Na etapa de Curitiba, os pilotos eram obrigados a ir aos boxes entre as voltas dez e 16. É muito pouco. A prova teve 29 voltas, e fazer a parada no décimo giro ou no 16º praticamente não faz diferença na estratégia final. Até porque o consumo na pista paranaense não é dos maiores, devido à extensão de apenas 3,7 km. Se fosse uma janela de seis voltas em uma pista das dimensões de Spa-Francorchamps talvez a disputa ficasse um pouco mais emocionante.

A justificativa da Stock para o retorno do reabastecimento é questão de segurança, já que o bom desempenho dos carros com o pneu da Pirelli aumentou o consumo. A janela de paradas, por sua vez, é uma forma de o público não versado no automobilismo entender rapidamente o que está acontecendo na pista.

Só que esse argumento não convence. Se há alguma dificuldade para quem está em casa entender o que se passa na corrida devido às múltiplas estratégias, tenho certeza que a emissora que faz a transmissão oficial tem todas as condições de colocar os comentaristas para explicarem tudo. Quanto ao público que está na pista, bom, encher arquibancadas não tem sido uma prioridade da Stock Car.

A consequência dessas medidas é que o leque de estratégias possíveis encolhe miseravelmente.
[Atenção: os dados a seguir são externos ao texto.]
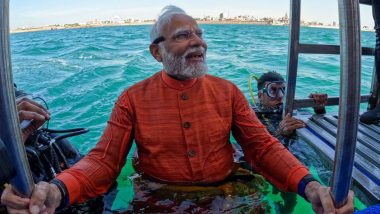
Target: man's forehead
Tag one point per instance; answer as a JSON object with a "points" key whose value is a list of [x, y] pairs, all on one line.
{"points": [[181, 22]]}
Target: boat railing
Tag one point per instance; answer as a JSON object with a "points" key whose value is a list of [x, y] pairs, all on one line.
{"points": [[350, 51]]}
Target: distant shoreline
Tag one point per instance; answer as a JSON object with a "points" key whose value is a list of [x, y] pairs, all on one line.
{"points": [[78, 26]]}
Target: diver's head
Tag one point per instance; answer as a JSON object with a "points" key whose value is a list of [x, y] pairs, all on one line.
{"points": [[271, 89], [177, 42]]}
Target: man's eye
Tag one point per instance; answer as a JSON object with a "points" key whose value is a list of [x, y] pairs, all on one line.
{"points": [[183, 35]]}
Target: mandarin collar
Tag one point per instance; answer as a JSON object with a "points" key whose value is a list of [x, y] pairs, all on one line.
{"points": [[177, 84]]}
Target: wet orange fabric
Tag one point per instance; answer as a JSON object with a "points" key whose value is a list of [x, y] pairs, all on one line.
{"points": [[182, 132]]}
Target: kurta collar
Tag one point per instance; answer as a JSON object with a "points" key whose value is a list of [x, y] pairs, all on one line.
{"points": [[177, 84]]}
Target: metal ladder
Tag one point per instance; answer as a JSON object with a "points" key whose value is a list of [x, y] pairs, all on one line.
{"points": [[349, 100]]}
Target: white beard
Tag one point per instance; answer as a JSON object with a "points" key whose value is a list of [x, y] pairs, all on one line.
{"points": [[176, 66]]}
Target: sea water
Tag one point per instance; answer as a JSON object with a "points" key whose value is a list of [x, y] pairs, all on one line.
{"points": [[81, 72]]}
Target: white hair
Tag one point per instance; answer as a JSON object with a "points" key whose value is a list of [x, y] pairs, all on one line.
{"points": [[165, 16]]}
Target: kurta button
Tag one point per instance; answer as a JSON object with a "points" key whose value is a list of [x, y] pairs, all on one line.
{"points": [[186, 125], [185, 96], [191, 153]]}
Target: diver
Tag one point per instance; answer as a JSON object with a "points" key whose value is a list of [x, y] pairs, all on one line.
{"points": [[271, 91], [180, 119], [45, 158]]}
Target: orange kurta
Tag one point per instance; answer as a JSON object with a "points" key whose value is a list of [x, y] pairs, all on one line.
{"points": [[182, 131]]}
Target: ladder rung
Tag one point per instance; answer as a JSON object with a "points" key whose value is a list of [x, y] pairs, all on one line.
{"points": [[328, 49], [304, 103]]}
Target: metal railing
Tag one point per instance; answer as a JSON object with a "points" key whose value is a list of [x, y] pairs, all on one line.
{"points": [[350, 51], [9, 125]]}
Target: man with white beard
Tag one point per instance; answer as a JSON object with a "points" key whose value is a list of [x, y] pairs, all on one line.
{"points": [[180, 119]]}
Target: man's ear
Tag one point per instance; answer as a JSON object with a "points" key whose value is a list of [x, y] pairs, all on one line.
{"points": [[155, 51]]}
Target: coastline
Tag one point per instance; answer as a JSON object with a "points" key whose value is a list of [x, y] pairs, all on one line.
{"points": [[77, 26]]}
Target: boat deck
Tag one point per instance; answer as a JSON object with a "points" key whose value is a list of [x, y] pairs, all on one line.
{"points": [[321, 132]]}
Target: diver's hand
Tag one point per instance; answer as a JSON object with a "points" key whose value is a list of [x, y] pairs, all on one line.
{"points": [[30, 110], [45, 199], [322, 202], [289, 124]]}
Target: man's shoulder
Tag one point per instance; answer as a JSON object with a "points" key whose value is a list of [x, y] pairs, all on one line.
{"points": [[218, 80]]}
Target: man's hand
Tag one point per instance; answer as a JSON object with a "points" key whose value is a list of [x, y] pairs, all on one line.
{"points": [[45, 199], [322, 202], [289, 124], [30, 110]]}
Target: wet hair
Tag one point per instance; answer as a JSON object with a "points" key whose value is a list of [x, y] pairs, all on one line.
{"points": [[165, 16], [270, 76]]}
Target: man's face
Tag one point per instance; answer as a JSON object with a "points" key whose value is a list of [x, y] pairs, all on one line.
{"points": [[272, 94], [183, 52]]}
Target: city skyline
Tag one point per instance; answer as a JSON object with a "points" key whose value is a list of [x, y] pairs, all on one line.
{"points": [[44, 12]]}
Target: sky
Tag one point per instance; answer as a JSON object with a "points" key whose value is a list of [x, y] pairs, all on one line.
{"points": [[32, 13]]}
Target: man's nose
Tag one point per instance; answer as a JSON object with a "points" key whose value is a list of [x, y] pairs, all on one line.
{"points": [[198, 41]]}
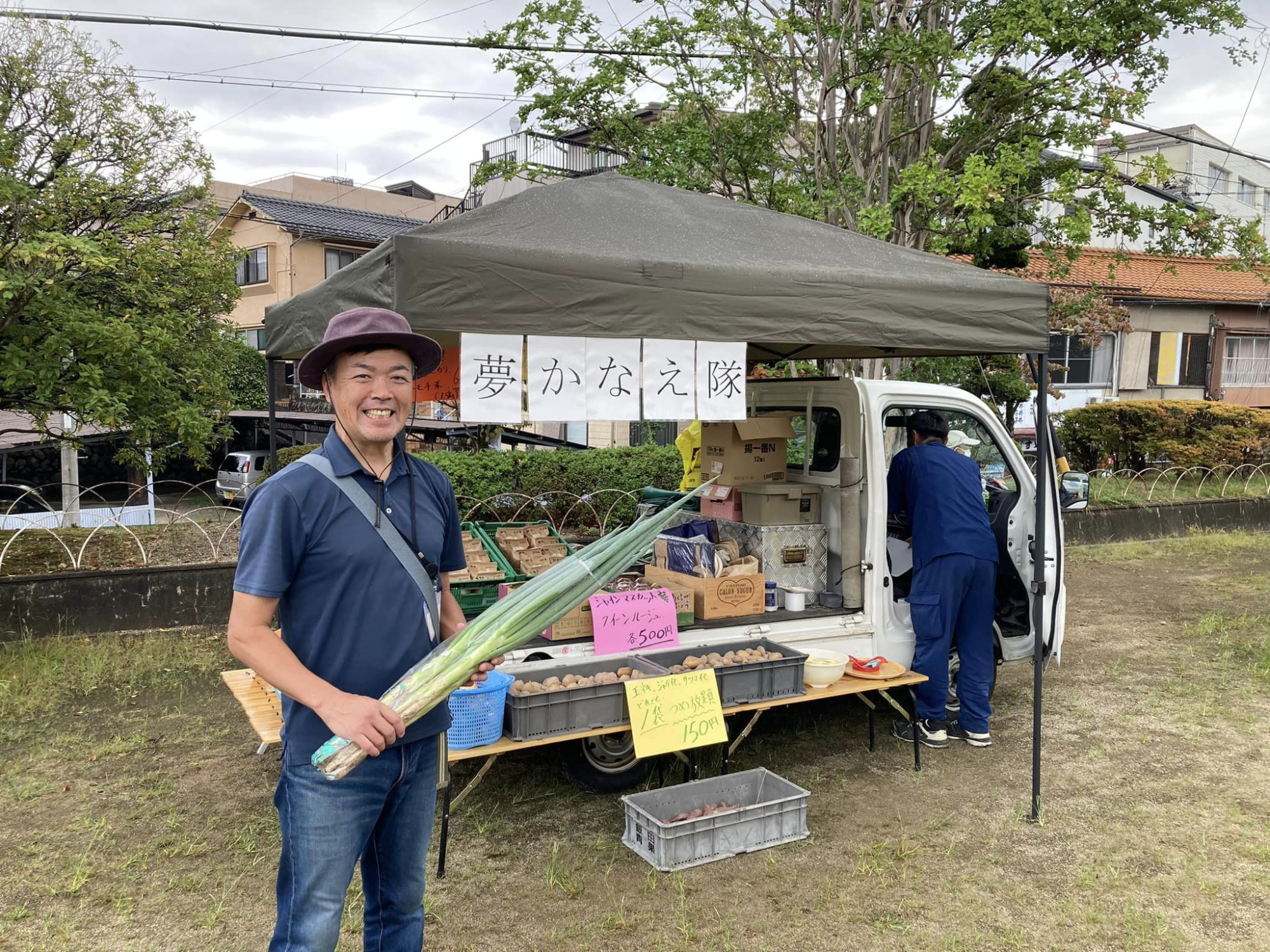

Se um piloto vai tentar fazer a corrida toda sem parar ou se outro planeja até trocar pneus, que seja algo livre e todas as equipes decidam por si.

Não sou fã da estratégia de parar na primeira volta da prova para tentar chegar ao final. Esse tipo de coisa faz o treino classificatório perder importância, mas há outras formas de impedir que isso aconteça sem ser instaurar a janela de paradas. A CBA poderia, por exemplo, obrigar que os competidores terminassem a prova com uma quantidade maior de combustível.